Non, je crois que l’élément nationaliste dur est toujours là. Marine Le Pen est assez fine tacticienne pour comprendre qu’il lui faut mettre les Juifs dans le coup, les intégrer à sa définition de la nation. L’anti-moi, désormais, ce n’est plus le Juif, ce sera plutôt le musulman. Les Juifs, d’ailleurs, s’ils n’avaient pas fait l’objet de discriminations, d’abord en Allemagne, puis en Italie et en France, n’auraient sans doute eu aucune difficulté à rejoindre les mouvements nationalistes ou fascistes de l’entre-deux-guerres. Du côté du Front national, aujourd’hui, il y a toujours cette idée que la nation doit s’affirmer contre l’Autre, l’étranger, contre les multinationales, contre Bruxelles, contre le fric vagabond. Par ailleurs, le Front national a hérité du rôle de défense des petits et des exclus, qui était la fonction tribunicienne du parti communiste.

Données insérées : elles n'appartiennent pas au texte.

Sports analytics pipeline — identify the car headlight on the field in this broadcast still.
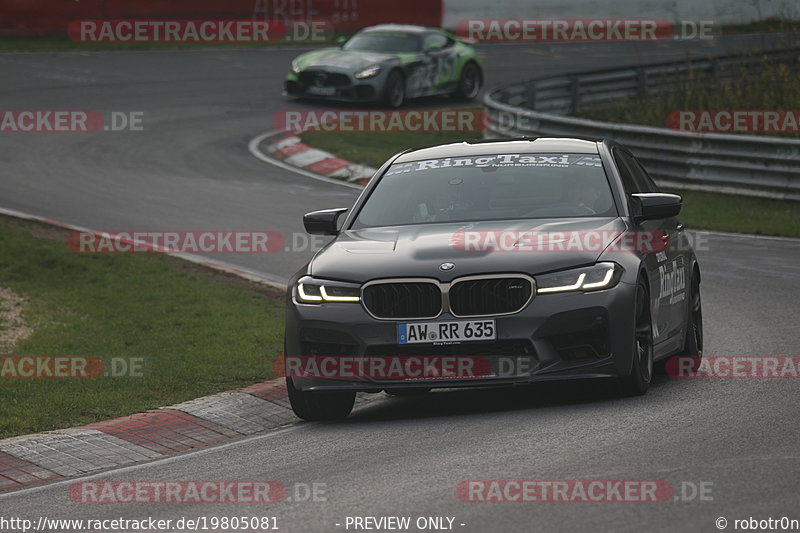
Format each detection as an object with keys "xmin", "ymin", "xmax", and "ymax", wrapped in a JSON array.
[
  {"xmin": 295, "ymin": 277, "xmax": 361, "ymax": 303},
  {"xmin": 536, "ymin": 262, "xmax": 620, "ymax": 294},
  {"xmin": 290, "ymin": 59, "xmax": 301, "ymax": 73},
  {"xmin": 354, "ymin": 65, "xmax": 381, "ymax": 79}
]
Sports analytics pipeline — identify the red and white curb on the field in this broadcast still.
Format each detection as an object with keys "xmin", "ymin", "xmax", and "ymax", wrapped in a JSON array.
[
  {"xmin": 0, "ymin": 362, "xmax": 383, "ymax": 493},
  {"xmin": 0, "ymin": 382, "xmax": 289, "ymax": 490},
  {"xmin": 258, "ymin": 133, "xmax": 376, "ymax": 186},
  {"xmin": 0, "ymin": 208, "xmax": 384, "ymax": 492}
]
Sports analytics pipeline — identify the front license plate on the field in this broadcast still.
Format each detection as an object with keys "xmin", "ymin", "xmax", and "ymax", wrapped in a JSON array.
[
  {"xmin": 397, "ymin": 320, "xmax": 496, "ymax": 344},
  {"xmin": 307, "ymin": 86, "xmax": 336, "ymax": 96}
]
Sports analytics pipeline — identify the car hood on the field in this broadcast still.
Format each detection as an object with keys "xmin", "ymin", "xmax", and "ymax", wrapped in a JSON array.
[
  {"xmin": 296, "ymin": 48, "xmax": 398, "ymax": 71},
  {"xmin": 309, "ymin": 217, "xmax": 629, "ymax": 282}
]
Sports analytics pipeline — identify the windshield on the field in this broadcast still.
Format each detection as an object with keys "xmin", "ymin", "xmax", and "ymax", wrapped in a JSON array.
[
  {"xmin": 352, "ymin": 153, "xmax": 617, "ymax": 229},
  {"xmin": 343, "ymin": 31, "xmax": 421, "ymax": 53}
]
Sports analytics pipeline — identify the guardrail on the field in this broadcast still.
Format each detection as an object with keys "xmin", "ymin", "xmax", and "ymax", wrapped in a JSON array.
[{"xmin": 483, "ymin": 48, "xmax": 800, "ymax": 201}]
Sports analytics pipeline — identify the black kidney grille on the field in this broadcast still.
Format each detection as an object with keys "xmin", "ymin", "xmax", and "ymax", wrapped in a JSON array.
[
  {"xmin": 449, "ymin": 277, "xmax": 532, "ymax": 316},
  {"xmin": 363, "ymin": 282, "xmax": 441, "ymax": 319}
]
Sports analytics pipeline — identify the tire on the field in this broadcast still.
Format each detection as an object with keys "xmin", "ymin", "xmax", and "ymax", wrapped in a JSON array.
[
  {"xmin": 383, "ymin": 70, "xmax": 405, "ymax": 108},
  {"xmin": 454, "ymin": 62, "xmax": 482, "ymax": 100},
  {"xmin": 286, "ymin": 378, "xmax": 355, "ymax": 421},
  {"xmin": 679, "ymin": 270, "xmax": 703, "ymax": 368},
  {"xmin": 619, "ymin": 279, "xmax": 654, "ymax": 396}
]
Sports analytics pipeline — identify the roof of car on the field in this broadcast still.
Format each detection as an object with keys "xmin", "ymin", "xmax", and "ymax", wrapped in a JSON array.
[
  {"xmin": 393, "ymin": 138, "xmax": 601, "ymax": 163},
  {"xmin": 360, "ymin": 24, "xmax": 437, "ymax": 34}
]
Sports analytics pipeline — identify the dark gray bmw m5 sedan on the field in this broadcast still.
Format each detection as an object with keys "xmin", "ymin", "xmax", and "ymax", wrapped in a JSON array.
[{"xmin": 284, "ymin": 138, "xmax": 703, "ymax": 420}]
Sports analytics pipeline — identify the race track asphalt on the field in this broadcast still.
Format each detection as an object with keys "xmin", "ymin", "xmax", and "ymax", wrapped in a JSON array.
[{"xmin": 1, "ymin": 34, "xmax": 798, "ymax": 532}]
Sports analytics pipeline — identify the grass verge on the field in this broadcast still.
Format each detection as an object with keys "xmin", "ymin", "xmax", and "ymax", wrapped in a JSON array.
[
  {"xmin": 0, "ymin": 216, "xmax": 284, "ymax": 439},
  {"xmin": 659, "ymin": 188, "xmax": 800, "ymax": 237},
  {"xmin": 300, "ymin": 131, "xmax": 800, "ymax": 237}
]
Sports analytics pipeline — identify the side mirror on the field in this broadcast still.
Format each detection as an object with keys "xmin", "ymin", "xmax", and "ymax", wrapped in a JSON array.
[
  {"xmin": 425, "ymin": 42, "xmax": 443, "ymax": 53},
  {"xmin": 303, "ymin": 207, "xmax": 348, "ymax": 235},
  {"xmin": 630, "ymin": 193, "xmax": 682, "ymax": 222},
  {"xmin": 336, "ymin": 35, "xmax": 347, "ymax": 47}
]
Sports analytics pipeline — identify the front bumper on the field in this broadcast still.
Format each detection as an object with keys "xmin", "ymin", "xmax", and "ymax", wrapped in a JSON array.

Le parti communiste n’étant plus là, les banlieues sont de plus en plus pénétrées par le Front national, lequel agrège donc bien des thématiques de droite et de gauche, mais aussi des électorats de droite et de gauche. Il se situe toujours dans cette troisième voie dont je vous ai parlé.
Il y a une nette différence entre les fascistes, qui veulent changer le monde, et les réactionnaires, qui sont attachés aux traditions. Les débordements de la droite traditionaliste contre le mariage homosexuel ou de la manifestation « Jour de colère » du 26 janvier dernier – qui fut l’occasion pour certains de scander « Juif, barre-toi, la France n’est pas à toi » – ne sont-ils pas plus réactionnaires que fascisants ?
Les réactionnaires veulent revenir en arrière. C’étaient le cas d’Edmund Burke au XVIIIe siècle en Angleterre, parti en guerre contre la Révolution française, ou de Joseph de Maistre, fameux contre-révolutionnaire français : ces auteurs voulaient revenir à l’âge d’or d’avant 1789 et retrouver l’Ancien Régime. Il me semble que cette attitude a, en réalité, quasiment disparu par la suite. Qui a jamais sérieusement voulu un retour en arrière depuis 1914 ? Le régime de Vichy n’était nullement réactionnaire, il était fasciste, et très actif, puisqu’il a réussi en quelques mois à balayer tout l’héritage de la Révolution française et des droits de l’homme. En instaurant dès juillet 1940 une dictature, il se lance dans une véritable révolution : toute allusion à la République est supprimée, des lois raciales et le statut des Juifs sont proclamés en octobre 1940 (sans pour autant avoir une théorie de la pureté de la race française comparable à celle du nazisme). Je ne saurais me prononcer sur tous les courants d’extrême droite qui secouent aujourd’hui la société française, mais il me semble qu’ils ont un dénominateur commun et aussi un projet de société. Ils n’acceptent pas l’ordre établi, mais ne désirent pas revenir à l’époque du gaullisme ou de la IIIe République ; ils ont un autre modèle à proposer, foncièrement protectionniste sur le plan économique, nationaliste sur le plan politique. C’est pourquoi il convient de les prendre au sérieux.